The presence of ERα in breast cancer is an established prognostic marker determining the likelihood of response to anti‐hormonal therapy. PR is a marker of ERα functionality. ERα‐positive and PR‐positive tumours are more likely to respond to anti‐hormonal treatment than ERα‐positive and PR‐negative tumours; there is some evidence that ERα‐positive and PR‐negative tumours are more likely to respond to aromatase inhibitors than tamoxifen.9,10,11
In this study, we have explored the hypothesis that the dyes used in SLNB could interfere with hormonal receptor determination. A significant diminution in scoring was seen with cells treated with MB at 1:10 and 1:100 dilutions, with some samples rendered negative. This was not seen with PBV and IDC (table 1). These results suggest that an inherently weak ERα expresser could be rendered negative after exposure to MB with consequent withholding of potentially beneficial treatment. However, it is difficult to accurately relate in vitro findings to an in vivo situation. No similar effect was seen on the results of MNF116 immunolabelling, and the effects of these dyes on other markers would need case‐by‐case evaluation.
Hirsch et al6
measured MB tissue concentrations in breast tissue samples from a patient who had 0.1–0.2 ml of 1% MB injected, using spectrophotometry. This showed tissue concentration of 0.08, which is roughly equal to 1:10 dilution of the dye. The volume used for SLNB is larger, with 2 ml routinely injected for PBV and up to 5 ml for MB.1,4,12,13
Although the recommended site of injection for PBV in the UK is subdermal, around the areola, this is not the case with MB because of potential injection site complications, especially skin necrosis.14
The site of injection for MB is deeper in the breast tissue.13,15
Deep subareolar injections of MB have been previously described.12
Probably, with deeper peritumoral injections, the concentration of MB in the tumour could be in the region of 1:10 or even higher because of the larger volume used, whereas it should be lower with injections at sites more distant from the tumour. These concentrations are comparable to those that reduced ERα and PR status in our experimental system. The time durations of exposure to the chosen dyes were pragmatic: the shorter 4 h exposure to represent the duration after a straightforward excision transferred promptly to pathology, whereas the longer time was chosen to represent delayed fixation.

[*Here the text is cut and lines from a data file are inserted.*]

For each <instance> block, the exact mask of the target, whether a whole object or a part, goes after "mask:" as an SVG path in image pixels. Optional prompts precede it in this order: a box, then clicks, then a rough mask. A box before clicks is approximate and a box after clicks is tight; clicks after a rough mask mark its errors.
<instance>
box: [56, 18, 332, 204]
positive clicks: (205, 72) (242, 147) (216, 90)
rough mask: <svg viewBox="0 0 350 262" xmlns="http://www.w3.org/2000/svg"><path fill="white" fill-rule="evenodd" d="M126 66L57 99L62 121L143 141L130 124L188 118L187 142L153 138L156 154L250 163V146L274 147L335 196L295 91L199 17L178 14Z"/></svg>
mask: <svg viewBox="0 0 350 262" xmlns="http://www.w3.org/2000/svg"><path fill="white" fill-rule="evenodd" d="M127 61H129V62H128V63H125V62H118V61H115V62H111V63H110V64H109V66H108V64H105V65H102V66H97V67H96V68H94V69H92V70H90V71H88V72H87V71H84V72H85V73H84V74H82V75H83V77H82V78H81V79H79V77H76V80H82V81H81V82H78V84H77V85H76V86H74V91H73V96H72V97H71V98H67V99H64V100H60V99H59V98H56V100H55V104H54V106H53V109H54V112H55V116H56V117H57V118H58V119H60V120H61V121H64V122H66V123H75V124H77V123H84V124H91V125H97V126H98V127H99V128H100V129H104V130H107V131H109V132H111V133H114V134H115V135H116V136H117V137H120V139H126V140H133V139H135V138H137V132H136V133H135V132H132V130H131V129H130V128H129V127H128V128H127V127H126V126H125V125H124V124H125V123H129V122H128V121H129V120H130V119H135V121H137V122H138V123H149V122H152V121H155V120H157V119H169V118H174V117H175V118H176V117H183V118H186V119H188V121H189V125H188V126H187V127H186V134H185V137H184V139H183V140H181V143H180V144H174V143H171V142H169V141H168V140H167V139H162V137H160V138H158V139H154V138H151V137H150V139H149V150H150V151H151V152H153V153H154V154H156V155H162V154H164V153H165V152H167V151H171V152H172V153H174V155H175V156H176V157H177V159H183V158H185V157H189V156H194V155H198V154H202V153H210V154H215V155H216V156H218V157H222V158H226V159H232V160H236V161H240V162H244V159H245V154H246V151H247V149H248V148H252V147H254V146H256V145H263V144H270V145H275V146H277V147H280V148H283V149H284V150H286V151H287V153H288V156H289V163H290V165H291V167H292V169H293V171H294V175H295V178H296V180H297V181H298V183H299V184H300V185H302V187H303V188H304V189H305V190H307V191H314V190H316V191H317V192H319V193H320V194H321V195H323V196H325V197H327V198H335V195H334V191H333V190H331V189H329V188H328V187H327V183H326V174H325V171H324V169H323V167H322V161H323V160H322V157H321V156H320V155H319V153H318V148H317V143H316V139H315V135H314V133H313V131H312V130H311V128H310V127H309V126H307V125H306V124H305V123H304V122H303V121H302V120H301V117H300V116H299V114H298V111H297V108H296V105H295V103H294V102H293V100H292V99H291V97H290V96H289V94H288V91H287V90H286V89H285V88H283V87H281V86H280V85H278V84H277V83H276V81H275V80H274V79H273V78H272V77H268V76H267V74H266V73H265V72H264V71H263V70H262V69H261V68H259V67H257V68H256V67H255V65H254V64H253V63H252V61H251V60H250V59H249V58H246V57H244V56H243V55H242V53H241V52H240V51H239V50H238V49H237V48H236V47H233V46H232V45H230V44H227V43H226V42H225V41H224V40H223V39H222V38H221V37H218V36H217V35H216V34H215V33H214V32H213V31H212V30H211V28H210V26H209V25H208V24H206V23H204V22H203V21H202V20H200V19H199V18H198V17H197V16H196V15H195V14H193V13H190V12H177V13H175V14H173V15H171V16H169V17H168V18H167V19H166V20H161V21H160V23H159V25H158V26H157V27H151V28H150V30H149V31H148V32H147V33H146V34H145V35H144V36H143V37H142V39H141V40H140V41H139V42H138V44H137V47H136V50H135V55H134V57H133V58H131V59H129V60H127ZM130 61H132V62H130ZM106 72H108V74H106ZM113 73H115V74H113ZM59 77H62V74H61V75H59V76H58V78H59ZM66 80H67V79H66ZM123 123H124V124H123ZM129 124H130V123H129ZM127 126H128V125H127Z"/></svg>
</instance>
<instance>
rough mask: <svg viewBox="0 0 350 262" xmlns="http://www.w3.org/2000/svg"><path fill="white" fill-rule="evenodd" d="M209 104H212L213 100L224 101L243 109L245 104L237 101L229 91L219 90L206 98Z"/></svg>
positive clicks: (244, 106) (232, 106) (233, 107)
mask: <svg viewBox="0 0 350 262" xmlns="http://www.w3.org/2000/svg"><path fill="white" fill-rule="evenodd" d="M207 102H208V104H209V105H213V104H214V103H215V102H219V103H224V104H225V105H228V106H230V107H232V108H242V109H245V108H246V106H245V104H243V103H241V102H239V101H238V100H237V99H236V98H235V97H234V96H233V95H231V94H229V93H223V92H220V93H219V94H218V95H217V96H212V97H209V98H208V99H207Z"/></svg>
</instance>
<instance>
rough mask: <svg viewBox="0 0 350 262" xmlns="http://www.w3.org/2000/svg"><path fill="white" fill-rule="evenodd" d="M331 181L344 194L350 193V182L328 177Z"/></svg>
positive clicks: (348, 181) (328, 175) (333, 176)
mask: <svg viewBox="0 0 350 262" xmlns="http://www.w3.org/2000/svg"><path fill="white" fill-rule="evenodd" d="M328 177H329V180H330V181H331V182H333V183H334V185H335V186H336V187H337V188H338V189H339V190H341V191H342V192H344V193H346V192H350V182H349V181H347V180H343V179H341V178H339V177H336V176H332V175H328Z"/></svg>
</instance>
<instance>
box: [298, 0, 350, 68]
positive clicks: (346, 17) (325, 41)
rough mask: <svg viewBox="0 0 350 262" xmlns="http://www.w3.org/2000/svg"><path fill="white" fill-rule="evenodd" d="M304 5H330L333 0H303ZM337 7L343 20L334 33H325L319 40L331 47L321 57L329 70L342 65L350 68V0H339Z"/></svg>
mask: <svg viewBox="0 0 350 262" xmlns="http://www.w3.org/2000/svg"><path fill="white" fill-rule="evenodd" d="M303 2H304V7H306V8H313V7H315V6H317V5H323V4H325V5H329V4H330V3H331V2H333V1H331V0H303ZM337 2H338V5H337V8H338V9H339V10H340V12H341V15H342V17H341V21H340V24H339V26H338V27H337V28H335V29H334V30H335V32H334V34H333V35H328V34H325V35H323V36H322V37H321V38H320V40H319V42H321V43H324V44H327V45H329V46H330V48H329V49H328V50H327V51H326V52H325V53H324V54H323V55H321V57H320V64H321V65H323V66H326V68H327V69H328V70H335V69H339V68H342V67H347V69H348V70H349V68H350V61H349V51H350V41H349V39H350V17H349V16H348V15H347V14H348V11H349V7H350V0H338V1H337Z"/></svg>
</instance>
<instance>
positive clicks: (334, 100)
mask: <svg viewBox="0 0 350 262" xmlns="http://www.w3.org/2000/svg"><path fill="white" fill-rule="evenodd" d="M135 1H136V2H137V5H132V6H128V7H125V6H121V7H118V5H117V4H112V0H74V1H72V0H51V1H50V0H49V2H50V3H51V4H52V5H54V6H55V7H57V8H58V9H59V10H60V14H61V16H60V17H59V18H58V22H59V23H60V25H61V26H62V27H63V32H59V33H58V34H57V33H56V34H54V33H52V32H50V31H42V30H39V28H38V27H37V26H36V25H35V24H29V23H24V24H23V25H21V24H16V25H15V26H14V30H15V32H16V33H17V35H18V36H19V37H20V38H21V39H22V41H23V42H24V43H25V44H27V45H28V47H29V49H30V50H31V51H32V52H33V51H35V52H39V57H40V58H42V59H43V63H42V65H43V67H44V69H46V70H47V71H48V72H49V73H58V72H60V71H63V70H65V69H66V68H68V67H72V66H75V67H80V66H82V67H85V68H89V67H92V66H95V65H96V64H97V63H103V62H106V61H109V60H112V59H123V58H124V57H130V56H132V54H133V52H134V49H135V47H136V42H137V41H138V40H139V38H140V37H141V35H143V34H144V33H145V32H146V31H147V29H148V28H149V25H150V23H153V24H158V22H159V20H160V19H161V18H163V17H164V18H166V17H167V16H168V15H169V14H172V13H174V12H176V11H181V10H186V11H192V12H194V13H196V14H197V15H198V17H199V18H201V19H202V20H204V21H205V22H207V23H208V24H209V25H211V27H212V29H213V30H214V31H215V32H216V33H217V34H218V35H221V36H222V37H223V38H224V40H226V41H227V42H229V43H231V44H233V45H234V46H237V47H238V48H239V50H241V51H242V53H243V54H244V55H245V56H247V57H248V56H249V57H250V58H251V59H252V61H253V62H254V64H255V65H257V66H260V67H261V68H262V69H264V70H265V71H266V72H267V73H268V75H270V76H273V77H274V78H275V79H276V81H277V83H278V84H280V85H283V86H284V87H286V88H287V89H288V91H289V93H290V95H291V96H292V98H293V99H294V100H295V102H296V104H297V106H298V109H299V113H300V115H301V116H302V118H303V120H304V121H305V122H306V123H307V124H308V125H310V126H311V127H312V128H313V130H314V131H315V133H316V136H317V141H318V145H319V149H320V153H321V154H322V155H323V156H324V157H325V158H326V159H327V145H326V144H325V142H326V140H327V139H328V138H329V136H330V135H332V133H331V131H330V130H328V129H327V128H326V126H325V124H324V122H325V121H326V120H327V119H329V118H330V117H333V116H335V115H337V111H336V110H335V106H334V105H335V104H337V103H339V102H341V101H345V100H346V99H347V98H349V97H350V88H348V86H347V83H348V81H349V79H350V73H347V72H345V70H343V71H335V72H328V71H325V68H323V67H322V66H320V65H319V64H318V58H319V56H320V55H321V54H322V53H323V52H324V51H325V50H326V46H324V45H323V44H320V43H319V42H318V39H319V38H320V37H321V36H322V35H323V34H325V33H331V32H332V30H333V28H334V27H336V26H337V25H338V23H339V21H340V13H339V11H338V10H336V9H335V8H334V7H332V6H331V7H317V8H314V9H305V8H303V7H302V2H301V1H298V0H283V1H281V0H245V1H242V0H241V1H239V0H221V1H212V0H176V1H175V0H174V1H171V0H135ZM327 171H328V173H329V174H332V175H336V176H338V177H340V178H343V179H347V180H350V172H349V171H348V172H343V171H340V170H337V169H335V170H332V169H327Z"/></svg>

The concentration dynamics and the cell time exposures are likely to be highly complex. In cell line studies, direct and rapid exposure of the cells to the dye occurs. In the context of a complex tissue, even when the dye can be directly visualised pervading the tumour on gross analysis, the uniformity and certainty of cell exposure can only be hypothesised.
In summary, MB; which is one of the dyes used for SLNB worldwide, can reduce ERα and PR staining levels but not MNF116, in vitro. We suggest that if MB is used for SLNB, ERα should be checked on the core biopsy, if it was negative in the excised tumour.